In '01 or '09, you just wouldn't go take a job at a company that's burning $4 million a month. Today everyone does it without thinking. 
Bubble Risk

The Guardian picks up on the story in Leading tech investors warn of bubble risk 'unprecedented since 1999'.
Two of the world’s leading tech investors have warned the new wave of tech companies and their backers are taking on risk and burning through cash at rates unseen since 1999 when the “dotcom bubble” burst.

Bill Gurley, partner at Silicon Valley-based investor Benchmark, sounded the horn of doom on Monday warning that “Silicon Valley as a whole or that the venture-capital community or startup community is taking on an excessive amount of risk right now.”

His comments were backed up Tuesday by Fred Wilson, the New York-based co-founder of Union Square Ventures who has backed companies including Twitter, Tumblr and Zynga.

Burn rates – the amount of money a startup is spending – are “sky high all over the US startup sector right now”, he wrote in a blog post [Burn Baby Burn].

“We have multiple portfolio companies burning multiple millions of dollars a month. Thankfully its not our entire portfolio. But it is more than I’d like and more than I’m personally comfortable with,” he wrote.

The comments come after a new generation of tech companies have attracted record levels of investments at levels that give the profitless businesses eye-watering valuations.

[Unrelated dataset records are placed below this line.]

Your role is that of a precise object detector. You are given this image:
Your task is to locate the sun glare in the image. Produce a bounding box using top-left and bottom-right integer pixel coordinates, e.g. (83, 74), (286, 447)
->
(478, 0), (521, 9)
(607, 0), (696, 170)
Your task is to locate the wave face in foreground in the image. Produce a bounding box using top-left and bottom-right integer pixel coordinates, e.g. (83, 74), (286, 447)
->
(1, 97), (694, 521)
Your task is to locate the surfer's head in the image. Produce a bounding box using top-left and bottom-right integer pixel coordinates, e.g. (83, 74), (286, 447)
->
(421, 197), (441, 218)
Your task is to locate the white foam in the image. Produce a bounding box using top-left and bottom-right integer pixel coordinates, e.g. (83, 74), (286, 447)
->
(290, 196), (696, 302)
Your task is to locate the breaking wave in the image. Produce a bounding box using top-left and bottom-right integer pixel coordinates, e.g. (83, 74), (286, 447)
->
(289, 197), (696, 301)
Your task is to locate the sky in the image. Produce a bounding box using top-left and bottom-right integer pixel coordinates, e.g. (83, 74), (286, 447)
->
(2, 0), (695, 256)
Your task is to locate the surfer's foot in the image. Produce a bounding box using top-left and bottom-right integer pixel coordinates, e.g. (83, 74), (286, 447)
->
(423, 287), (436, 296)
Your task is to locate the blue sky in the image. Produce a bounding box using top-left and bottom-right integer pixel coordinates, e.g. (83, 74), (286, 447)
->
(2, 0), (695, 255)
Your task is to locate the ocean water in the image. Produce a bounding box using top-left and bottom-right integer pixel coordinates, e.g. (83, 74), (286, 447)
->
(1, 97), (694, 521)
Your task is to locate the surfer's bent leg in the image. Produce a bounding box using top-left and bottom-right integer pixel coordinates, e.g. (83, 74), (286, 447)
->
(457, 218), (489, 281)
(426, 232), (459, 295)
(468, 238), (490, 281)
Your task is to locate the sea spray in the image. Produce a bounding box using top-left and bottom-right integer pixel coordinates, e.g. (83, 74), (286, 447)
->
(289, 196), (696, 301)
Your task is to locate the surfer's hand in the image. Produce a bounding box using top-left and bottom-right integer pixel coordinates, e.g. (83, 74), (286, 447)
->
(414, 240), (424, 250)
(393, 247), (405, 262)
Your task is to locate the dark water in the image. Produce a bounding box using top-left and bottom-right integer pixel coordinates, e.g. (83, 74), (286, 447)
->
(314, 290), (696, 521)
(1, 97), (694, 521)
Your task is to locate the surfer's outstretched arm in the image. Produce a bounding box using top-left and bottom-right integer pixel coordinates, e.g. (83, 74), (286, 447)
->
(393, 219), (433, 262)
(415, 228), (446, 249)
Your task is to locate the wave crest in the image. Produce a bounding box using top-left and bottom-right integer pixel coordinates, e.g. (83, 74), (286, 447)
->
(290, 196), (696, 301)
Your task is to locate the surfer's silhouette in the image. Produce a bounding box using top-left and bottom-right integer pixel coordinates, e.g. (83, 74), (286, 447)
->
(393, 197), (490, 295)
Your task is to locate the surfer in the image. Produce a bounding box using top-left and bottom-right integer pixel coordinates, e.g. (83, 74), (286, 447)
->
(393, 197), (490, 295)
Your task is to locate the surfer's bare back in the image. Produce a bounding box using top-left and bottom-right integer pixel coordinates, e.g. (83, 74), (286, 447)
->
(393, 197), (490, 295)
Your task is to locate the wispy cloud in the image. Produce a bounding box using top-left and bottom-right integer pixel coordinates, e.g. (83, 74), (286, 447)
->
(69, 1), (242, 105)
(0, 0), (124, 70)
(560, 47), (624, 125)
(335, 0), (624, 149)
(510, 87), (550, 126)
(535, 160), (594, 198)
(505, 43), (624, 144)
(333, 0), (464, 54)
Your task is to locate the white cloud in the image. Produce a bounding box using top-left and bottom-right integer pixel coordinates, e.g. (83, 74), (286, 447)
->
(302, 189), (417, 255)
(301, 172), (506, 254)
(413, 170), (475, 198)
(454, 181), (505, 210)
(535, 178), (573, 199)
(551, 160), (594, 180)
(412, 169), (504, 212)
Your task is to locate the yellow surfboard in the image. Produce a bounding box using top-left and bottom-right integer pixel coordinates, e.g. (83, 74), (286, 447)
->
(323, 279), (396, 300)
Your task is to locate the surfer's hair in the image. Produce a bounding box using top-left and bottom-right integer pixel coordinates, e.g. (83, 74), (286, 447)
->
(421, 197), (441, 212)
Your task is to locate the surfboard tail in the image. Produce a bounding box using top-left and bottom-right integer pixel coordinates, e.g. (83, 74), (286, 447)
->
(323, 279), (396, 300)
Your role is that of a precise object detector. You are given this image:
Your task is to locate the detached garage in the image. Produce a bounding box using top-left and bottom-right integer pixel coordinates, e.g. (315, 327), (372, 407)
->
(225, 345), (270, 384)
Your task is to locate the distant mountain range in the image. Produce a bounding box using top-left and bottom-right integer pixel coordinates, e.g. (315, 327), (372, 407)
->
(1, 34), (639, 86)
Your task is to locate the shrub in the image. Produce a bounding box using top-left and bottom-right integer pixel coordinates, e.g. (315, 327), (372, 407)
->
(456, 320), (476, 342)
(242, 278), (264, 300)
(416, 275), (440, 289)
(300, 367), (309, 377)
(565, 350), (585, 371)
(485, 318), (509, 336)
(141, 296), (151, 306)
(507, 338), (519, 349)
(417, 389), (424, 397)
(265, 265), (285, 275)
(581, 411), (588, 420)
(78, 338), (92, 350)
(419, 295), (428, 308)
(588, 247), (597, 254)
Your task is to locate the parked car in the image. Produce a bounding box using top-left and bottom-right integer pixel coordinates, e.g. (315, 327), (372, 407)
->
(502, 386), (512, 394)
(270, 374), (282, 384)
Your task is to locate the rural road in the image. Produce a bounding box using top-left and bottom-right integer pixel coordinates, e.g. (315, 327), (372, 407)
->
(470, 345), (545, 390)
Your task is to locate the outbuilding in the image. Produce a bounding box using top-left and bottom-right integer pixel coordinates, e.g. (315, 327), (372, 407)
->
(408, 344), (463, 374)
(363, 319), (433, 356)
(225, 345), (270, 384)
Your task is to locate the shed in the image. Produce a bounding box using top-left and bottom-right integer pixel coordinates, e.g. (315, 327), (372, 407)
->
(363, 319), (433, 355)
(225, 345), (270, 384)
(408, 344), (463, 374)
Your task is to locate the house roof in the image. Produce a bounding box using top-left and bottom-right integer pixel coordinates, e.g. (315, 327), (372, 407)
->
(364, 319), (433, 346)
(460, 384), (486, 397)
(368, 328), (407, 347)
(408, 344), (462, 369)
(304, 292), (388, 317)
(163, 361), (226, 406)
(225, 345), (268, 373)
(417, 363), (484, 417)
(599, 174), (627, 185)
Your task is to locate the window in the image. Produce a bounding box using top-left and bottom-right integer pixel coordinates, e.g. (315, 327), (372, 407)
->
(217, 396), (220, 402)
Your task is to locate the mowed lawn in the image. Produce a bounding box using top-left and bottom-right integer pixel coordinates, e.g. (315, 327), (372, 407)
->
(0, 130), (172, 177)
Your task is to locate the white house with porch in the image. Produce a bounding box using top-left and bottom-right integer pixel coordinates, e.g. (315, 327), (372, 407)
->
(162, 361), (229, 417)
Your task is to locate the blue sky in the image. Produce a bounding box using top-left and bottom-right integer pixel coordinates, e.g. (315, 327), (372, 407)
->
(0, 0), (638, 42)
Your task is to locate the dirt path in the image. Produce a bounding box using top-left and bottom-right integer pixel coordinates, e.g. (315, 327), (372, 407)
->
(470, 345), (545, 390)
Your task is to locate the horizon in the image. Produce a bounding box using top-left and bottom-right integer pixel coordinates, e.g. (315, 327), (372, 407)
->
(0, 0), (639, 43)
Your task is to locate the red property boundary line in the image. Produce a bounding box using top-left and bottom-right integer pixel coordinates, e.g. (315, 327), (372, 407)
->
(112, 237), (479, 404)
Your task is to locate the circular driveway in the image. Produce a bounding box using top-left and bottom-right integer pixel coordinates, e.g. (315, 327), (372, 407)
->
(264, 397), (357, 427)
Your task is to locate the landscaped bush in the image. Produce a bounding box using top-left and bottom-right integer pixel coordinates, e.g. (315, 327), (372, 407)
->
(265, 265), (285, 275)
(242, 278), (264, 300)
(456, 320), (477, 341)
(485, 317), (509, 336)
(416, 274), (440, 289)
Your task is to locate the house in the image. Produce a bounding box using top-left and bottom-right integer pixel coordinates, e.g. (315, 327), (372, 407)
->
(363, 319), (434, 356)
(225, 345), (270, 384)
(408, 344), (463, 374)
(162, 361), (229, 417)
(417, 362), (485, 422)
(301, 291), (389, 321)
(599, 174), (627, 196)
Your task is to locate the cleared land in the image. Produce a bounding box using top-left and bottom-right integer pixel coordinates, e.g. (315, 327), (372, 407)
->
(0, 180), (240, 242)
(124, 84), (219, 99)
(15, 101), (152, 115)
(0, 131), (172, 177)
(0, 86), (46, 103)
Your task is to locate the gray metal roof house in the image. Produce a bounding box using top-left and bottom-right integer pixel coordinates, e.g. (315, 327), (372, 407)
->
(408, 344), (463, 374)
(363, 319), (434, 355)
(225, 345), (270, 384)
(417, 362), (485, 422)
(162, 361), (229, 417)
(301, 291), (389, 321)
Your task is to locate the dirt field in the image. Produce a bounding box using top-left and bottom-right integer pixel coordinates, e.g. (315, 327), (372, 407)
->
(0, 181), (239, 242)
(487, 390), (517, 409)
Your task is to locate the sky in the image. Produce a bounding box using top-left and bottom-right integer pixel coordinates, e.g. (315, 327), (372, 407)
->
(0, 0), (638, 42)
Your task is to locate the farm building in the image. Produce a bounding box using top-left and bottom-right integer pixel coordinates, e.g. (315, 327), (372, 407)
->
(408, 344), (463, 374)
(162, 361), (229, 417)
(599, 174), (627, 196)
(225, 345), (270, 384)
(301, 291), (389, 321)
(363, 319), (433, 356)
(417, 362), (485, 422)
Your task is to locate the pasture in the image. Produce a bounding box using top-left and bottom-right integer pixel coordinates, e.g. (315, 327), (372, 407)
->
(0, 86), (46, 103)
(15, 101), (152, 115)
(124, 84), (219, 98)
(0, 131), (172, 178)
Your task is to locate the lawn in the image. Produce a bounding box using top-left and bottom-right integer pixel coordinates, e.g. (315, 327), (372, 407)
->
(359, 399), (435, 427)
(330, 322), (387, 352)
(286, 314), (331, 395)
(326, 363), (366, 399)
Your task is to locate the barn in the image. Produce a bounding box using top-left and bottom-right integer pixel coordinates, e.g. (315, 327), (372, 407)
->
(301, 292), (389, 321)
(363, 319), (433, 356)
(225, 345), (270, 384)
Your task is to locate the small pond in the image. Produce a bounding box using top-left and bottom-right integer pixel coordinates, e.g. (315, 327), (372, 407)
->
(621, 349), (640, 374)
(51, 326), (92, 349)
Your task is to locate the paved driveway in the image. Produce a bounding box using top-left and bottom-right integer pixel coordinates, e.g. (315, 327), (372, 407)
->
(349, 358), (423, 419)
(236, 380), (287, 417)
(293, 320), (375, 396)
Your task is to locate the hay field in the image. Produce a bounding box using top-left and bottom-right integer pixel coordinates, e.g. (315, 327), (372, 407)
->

In August Snapchat, the social messaging service, was valued at $10bn after a new round of funding. The free service’s fans send 500m self-deleting messages a day, but Snapchat has yet to declare how it intends to make money. Among the other big tech valuations in recent months are Uber, the taxi app service, which was valued at $18bn after its last round of funding in June, and Airbnb, the short term rentals service, which was valued at $10bn in April.
Record S&P 500 Masks 47% of Nasdaq Mired in Bear Market

Speculation is running rampant. But just as in 2000 when market breadth turned sour, and profitless companies died before the rest, Bloomberg reported yesterday 47% of Nasdaq Mired in Bear Market.
About 47 percent of stocks in the Nasdaq Composite (CCMP) Index are down at least 20 percent from their peak in the last 12 months while more than 40 percent have fallen that much in the Russell 2000 Index and the Bloomberg IPO Index. That contrasts with the Standard & Poor’s 500 Index (SPX), which has closed at new highs 33 times in 2014 and where less than 6 percent of companies are in bear markets, data compiled by Bloomberg show.

The divergence shows the appetite for risk is narrowing as the Federal Reserve reins in economic stimulus after a five-year rally that added almost $16 trillion to equity values. It’s been three years since investors saw a 10 percent decline in the S&P 500 and they’re starting to avoid companies that will suffer the most when the market stumbles, said Skip Aylesworth, a portfolio manager for Hennessy Funds in Boston.
Expect the rot to spread. It starts the same way every time.